As I resumed the drive back to the airport, the sun was setting again. This being September, Kerala is now witnessing “retreating” monsoons. The sky even though it looked dark and threatening didn’t pour but provided a fantastic milieu for my little photography session before sunset:

When I reached airport, there were still two hours to my flight. The airport was completely deserted and for a moment I wondered if I had come to a wrong building. Only minutes before the flight was there any activity near the check-in counters and I was eventually issued my boarding pass. As I stepped out of the airport terminal to board the plane, a queer chill rand down my spine. Mine was the only plane standing outside. Except for a circle of arc-lights suspended from a three storey high pole, there was no light for miles and miles ahead. The entire setting made me feel extremely small. I looked up and saw no moon in the overcast sky, instead my eyes caught a couple of mosquitoes glowing in the dark as they hovered high above the plane. Ten minutes later, the plane soared above the clouds and struggled through the rough weather to Bangalore.
posted: 28.9.04


Deepak, your prose is poetic. Well, that I need not tell. But those pictures - ha, I want to run to Kochi rightaway!

Well, here's another one, dying for home. Sigh.

PS: Remember me?

By Blogger sajith, at 28.9.04  

Hey Sajith, thanks for dropping by on my blog! Yup I remember you! [I am usually not very bad at remembering people - in fact lot better at it than I used to be at calculus :-)]

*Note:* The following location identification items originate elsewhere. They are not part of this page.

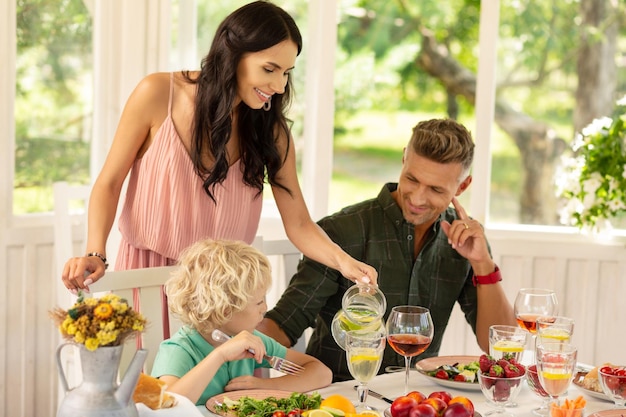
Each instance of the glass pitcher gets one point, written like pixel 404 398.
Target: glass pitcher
pixel 363 308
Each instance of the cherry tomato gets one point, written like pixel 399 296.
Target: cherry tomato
pixel 441 374
pixel 606 370
pixel 296 412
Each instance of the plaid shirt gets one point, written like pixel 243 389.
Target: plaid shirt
pixel 375 232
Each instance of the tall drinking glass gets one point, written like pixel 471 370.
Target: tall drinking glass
pixel 554 329
pixel 364 354
pixel 555 367
pixel 409 332
pixel 509 340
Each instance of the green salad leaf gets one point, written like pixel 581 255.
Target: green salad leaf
pixel 251 407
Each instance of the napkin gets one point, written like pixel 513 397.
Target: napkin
pixel 183 407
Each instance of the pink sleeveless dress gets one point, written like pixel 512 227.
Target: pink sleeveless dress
pixel 166 209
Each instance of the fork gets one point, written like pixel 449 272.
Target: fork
pixel 277 363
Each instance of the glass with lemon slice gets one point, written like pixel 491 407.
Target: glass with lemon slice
pixel 363 308
pixel 556 362
pixel 509 340
pixel 364 354
pixel 557 329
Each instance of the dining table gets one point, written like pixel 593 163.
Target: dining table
pixel 391 385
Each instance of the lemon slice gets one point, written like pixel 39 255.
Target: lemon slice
pixel 557 334
pixel 334 412
pixel 508 346
pixel 319 413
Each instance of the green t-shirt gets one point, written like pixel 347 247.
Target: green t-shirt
pixel 183 351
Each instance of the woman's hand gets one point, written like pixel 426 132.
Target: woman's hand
pixel 358 272
pixel 79 273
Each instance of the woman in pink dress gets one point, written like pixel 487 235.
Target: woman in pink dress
pixel 199 146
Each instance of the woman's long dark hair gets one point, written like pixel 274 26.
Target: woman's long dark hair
pixel 251 28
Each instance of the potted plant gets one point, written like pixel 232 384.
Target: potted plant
pixel 592 183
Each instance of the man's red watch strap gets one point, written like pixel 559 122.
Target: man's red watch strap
pixel 488 279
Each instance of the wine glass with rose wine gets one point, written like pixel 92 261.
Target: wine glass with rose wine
pixel 409 332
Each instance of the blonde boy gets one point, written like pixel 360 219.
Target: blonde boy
pixel 221 284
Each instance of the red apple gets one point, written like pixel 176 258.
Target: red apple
pixel 417 395
pixel 444 395
pixel 423 410
pixel 456 410
pixel 437 403
pixel 401 406
pixel 463 400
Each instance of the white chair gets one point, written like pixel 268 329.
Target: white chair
pixel 148 281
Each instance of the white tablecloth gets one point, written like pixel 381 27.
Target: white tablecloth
pixel 392 385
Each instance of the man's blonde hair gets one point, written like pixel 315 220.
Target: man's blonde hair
pixel 214 280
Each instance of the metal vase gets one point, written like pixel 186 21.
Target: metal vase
pixel 99 394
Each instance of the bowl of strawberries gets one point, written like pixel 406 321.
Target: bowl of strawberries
pixel 500 381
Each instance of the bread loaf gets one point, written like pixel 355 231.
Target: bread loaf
pixel 151 392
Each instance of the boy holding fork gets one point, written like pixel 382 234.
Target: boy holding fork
pixel 221 284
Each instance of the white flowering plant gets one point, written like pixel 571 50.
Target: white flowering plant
pixel 592 184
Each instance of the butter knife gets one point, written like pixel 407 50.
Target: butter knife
pixel 377 395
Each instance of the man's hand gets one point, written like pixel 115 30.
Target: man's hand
pixel 467 237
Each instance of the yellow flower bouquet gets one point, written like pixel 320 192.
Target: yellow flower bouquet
pixel 93 322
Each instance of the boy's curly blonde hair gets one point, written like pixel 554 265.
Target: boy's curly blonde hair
pixel 214 280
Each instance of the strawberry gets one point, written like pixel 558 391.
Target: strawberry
pixel 502 362
pixel 485 362
pixel 502 390
pixel 510 357
pixel 496 370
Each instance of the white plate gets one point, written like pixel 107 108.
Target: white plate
pixel 592 393
pixel 387 413
pixel 429 364
pixel 257 394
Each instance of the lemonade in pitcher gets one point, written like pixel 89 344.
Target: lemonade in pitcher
pixel 363 309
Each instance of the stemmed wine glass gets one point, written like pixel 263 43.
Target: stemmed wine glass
pixel 555 367
pixel 409 332
pixel 364 354
pixel 531 303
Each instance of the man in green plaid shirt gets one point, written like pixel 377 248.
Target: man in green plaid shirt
pixel 426 252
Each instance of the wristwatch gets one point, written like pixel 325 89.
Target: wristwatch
pixel 101 256
pixel 487 279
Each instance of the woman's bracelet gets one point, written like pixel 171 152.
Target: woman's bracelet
pixel 101 256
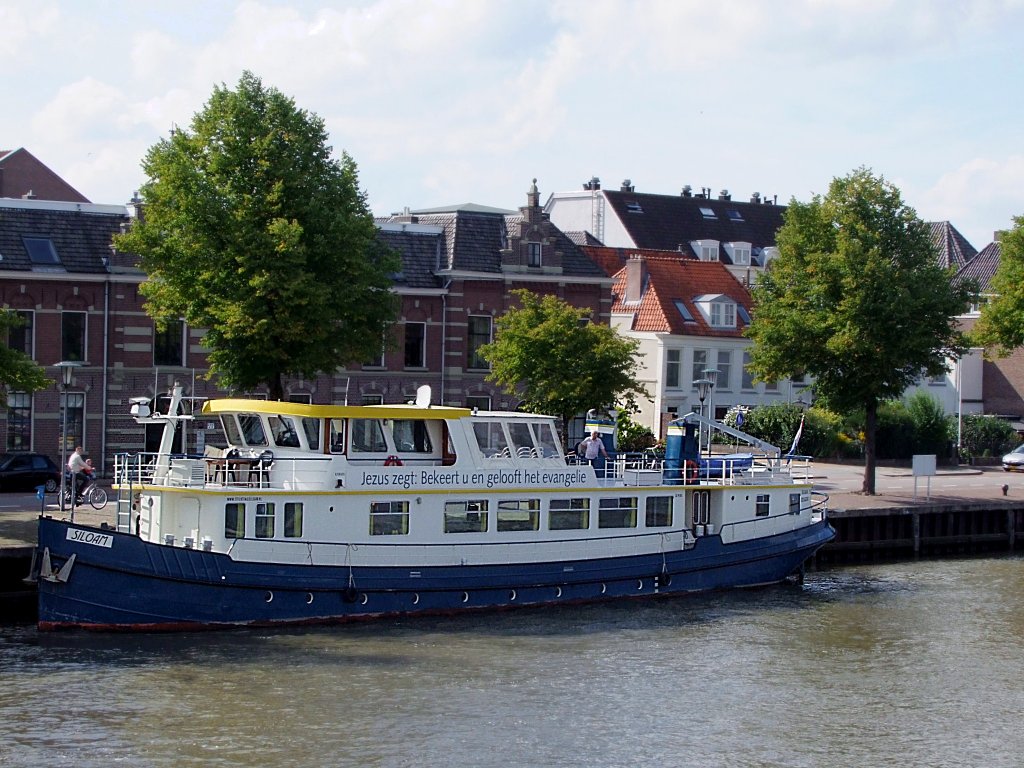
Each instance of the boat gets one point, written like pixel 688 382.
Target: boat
pixel 318 514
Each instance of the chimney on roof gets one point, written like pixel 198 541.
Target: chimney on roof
pixel 636 275
pixel 534 196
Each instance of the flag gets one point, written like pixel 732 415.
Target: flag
pixel 796 438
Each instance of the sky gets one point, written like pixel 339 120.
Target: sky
pixel 448 101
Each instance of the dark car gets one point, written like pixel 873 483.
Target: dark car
pixel 26 471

By Blogger Deepak, at 3.10.04  

Your entry captured the two things that mean a lot to me: Mumbai and the monsoons. Hazy skyline or not, you are very unlikely to hear a critical remark on the city from a hard-core Mumbaikar like me. I have been in the US for the past few years, and the one thing that I miss the most are the monsoons. Coming from guy who gets rains all the time (I live in Seattle :-)), you can imagine the kind of impact they must have had. The perceptible drop in temperature, the gentle breeze beginning to gain force, the first drops crashing to the ground, the water carried by the wind on its shoulders .... I could go on. Anyway, it was nice reading your blog, hope to do so more often.